Façamos então fast forward, para 2011, ano em que o atleta paralímpico criou a Associação Jorge Pina, um projecto de inclusão através do desporto, a partir do qual Pina queria dar a crianças e jovens aquilo a que se agarrou quando era pré-adolescente. Como o próprio diz, foi depois de cegar que aprendeu a ver e que começou, por isso, a voltar-se para o exterior, tendo o desporto e o associativismo na base. Em 2014, criou a Escola de Atletismo Adaptado, depois investiu no goalball e andou, durante anos, à procura de um espaço que pudesse funcionar em simultâneo como uma academia e uma comunidade, passando os valores da perseverança, humildade, disciplina e respeito. Há seis anos, mostraram-lhe um espaço de 1700 metros quadrados no Bairro do Armador, em Marvila, “cheio de entulho, lixo, teias”. Servia perfeitamente. Conseguiu apoios (60% da Câmara Municipal de Lisboa e o restante de privados) e, em Novembro de 2021, depois de “muitos contratempos”, a Academia Jorge Pina abriu ao público. 

Hoje, quem entra passa pelos ringues e sacos de boxe, segue por uma pista de sprints, depara-se com a zona da ginástica acrobática e com as bicicletas de spinning. “Temos à volta de 500 pessoas a frequentar a academia, do boxe ao atletismo, de várias idades e de todos os estratos sociais. Temos um protocolo com as escolas, em que as crianças podem vir para cá estudar, fazer os trabalhos de casa e praticar um desporto. Quem não tiver como pagar não fica de fora.” Nem as pessoas com deficiência, os maiores de 55 anos, advogados ou funcionários públicos. “Se é inclusivo, é mesmo para todos.”
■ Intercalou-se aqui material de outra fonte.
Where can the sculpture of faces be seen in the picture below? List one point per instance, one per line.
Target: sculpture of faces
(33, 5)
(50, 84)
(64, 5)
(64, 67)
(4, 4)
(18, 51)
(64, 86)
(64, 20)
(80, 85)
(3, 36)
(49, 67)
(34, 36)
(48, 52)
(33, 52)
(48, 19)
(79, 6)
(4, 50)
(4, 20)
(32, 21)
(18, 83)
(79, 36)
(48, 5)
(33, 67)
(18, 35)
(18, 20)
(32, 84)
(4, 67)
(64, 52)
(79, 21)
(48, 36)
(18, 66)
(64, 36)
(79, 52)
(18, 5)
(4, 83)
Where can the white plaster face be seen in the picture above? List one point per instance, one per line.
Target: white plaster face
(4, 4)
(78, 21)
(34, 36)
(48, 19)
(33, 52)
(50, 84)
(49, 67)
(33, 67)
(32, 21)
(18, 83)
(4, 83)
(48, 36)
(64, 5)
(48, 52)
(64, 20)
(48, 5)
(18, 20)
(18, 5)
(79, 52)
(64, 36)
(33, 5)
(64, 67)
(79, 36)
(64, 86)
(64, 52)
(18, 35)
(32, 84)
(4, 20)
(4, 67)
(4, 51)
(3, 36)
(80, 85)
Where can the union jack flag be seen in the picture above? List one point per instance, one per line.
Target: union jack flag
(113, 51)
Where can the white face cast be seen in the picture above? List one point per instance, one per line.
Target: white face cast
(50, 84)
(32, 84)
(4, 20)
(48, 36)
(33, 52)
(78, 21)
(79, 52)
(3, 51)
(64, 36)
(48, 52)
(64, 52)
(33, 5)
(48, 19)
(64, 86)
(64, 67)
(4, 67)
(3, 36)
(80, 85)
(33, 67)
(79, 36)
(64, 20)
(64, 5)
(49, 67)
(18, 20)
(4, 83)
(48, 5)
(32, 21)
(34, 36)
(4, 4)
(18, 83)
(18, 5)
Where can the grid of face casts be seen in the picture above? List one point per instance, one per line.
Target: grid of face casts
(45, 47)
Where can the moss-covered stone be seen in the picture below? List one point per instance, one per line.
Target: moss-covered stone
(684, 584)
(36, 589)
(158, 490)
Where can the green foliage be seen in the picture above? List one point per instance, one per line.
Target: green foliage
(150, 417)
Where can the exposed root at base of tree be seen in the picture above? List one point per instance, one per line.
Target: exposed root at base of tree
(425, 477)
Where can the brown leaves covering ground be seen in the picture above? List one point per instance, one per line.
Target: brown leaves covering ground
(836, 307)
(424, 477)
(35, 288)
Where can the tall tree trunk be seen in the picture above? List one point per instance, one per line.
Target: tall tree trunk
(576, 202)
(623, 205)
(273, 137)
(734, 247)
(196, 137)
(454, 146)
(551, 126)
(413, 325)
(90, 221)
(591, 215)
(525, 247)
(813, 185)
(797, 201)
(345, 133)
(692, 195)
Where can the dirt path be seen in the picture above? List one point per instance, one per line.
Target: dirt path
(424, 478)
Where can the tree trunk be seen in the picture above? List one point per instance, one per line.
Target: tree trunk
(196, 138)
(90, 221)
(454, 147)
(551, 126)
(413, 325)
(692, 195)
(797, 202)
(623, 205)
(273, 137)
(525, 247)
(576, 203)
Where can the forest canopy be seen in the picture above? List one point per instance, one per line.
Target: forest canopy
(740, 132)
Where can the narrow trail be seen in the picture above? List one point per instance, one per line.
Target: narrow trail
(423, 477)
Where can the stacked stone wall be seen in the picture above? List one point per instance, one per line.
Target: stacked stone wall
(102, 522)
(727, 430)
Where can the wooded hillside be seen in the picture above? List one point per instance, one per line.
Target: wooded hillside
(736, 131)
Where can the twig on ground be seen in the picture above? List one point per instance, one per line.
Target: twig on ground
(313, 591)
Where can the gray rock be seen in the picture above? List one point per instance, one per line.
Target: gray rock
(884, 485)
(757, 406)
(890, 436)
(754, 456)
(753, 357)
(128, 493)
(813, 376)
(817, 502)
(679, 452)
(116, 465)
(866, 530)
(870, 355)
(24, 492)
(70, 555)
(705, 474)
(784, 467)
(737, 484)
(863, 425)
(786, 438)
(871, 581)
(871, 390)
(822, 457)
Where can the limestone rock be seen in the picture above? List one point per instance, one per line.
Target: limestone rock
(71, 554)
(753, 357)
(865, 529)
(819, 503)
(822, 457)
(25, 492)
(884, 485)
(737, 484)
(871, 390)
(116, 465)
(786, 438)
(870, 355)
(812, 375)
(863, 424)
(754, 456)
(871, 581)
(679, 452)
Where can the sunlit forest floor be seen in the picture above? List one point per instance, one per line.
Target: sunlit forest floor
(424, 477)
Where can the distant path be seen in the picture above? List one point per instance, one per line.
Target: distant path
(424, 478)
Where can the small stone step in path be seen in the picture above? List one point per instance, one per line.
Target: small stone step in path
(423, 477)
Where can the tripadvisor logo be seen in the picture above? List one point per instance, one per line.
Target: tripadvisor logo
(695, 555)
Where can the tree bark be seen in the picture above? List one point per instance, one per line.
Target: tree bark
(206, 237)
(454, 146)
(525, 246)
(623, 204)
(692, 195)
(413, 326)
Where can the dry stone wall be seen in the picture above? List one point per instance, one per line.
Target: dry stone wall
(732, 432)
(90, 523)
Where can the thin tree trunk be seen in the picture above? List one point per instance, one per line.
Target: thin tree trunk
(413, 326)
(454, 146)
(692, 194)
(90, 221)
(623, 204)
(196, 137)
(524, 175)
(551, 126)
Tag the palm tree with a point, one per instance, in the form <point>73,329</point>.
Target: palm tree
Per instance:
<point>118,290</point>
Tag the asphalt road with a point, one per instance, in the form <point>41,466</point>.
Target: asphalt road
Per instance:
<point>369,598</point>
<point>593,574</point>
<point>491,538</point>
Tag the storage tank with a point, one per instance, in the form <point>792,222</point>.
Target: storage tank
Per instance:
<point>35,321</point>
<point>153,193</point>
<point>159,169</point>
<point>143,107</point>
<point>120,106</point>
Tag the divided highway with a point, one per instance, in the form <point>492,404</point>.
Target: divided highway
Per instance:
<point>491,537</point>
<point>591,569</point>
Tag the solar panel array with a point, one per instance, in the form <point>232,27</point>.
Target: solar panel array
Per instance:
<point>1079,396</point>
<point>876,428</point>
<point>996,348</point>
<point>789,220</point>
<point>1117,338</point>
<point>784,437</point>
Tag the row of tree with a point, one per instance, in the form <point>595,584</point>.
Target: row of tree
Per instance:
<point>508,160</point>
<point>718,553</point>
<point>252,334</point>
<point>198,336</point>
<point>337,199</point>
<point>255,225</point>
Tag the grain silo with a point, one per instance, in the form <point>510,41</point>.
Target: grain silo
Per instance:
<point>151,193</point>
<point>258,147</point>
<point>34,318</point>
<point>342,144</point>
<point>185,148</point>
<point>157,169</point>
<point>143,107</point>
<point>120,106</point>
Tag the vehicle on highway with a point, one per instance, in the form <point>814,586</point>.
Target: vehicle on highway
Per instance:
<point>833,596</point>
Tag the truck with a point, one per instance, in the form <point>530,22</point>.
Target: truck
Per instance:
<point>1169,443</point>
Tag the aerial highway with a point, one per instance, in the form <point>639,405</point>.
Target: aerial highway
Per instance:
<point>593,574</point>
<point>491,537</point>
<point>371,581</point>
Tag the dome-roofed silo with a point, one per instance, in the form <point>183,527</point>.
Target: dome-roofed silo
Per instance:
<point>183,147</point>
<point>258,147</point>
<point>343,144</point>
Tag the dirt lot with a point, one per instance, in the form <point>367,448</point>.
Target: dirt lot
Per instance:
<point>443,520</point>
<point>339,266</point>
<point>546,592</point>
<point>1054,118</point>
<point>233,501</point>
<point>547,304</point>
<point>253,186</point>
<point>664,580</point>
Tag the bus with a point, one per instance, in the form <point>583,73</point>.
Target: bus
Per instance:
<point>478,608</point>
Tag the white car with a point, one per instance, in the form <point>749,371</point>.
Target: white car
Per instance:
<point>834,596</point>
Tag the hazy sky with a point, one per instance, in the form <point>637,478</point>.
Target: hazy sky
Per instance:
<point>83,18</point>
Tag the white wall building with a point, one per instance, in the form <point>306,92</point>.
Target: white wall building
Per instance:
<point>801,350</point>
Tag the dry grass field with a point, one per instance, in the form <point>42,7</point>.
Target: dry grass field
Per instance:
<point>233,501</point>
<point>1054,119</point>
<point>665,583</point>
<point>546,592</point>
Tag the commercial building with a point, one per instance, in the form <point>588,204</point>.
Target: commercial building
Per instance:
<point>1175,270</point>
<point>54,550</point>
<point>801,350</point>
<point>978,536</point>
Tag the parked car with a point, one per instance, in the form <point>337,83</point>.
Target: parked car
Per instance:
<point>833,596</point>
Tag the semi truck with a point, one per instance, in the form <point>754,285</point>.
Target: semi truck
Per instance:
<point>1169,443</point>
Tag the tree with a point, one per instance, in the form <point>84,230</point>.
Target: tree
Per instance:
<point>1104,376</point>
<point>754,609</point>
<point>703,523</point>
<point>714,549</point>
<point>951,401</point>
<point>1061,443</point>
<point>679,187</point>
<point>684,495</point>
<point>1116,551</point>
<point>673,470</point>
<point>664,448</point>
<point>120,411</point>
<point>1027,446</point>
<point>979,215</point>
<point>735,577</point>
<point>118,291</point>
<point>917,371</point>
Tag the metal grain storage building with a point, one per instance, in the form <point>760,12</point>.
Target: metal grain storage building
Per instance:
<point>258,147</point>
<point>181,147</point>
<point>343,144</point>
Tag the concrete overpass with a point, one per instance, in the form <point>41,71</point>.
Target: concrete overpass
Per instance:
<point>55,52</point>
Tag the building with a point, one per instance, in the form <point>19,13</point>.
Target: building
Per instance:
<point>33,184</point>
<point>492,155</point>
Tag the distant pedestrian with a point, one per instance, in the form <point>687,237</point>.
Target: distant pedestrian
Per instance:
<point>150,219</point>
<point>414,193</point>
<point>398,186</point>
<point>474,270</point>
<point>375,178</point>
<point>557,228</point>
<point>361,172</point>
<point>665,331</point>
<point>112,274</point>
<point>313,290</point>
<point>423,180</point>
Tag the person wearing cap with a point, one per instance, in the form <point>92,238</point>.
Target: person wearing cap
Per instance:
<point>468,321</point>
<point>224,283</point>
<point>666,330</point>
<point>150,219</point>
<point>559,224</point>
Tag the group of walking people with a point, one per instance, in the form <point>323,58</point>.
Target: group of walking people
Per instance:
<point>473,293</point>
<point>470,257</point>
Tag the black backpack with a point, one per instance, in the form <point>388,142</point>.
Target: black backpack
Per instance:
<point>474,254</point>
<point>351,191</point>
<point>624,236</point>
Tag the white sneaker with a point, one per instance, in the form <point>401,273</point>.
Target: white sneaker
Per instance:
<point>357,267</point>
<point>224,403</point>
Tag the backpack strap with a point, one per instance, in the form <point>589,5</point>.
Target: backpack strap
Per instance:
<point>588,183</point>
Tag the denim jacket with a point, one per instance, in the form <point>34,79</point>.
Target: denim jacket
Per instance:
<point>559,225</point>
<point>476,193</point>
É aqui, portanto, que Jorge Pina passa grande parte dos dias, quando não está em reuniões com a Junta de Freguesia, a dar uma palestra num estabelecimento prisional, a correr de Norte a Sul do país ou a pedalar até ao Vaticano. Começa as manhãs a meditar, ao cimo de umas escadas que dão para uma espécie de clarabóia, onde pode “olhar para o céu” e concentrar-se no que virá a seguir, sejam aulas de boxe ou de spinning

À sua volta, a vida no Bairro do Armador mudou. Criou-se uma comunidade. Pina acha, por isso, “que este projecto devia ser replicado noutro bairro social” e já está a pensar em mais, como uma escola de ciclismo adaptado. “Quero sempre desafiar-me, trabalhar, ter objectivos e mostrar que se uma pessoa com dificuldades consegue atingi-los, os outros também.”

Em 2017, Jorge Pina foi distinguido pela Comissão Europeia pelo seu trabalho individual e comunitário em torno do desporto. O título? Herói local.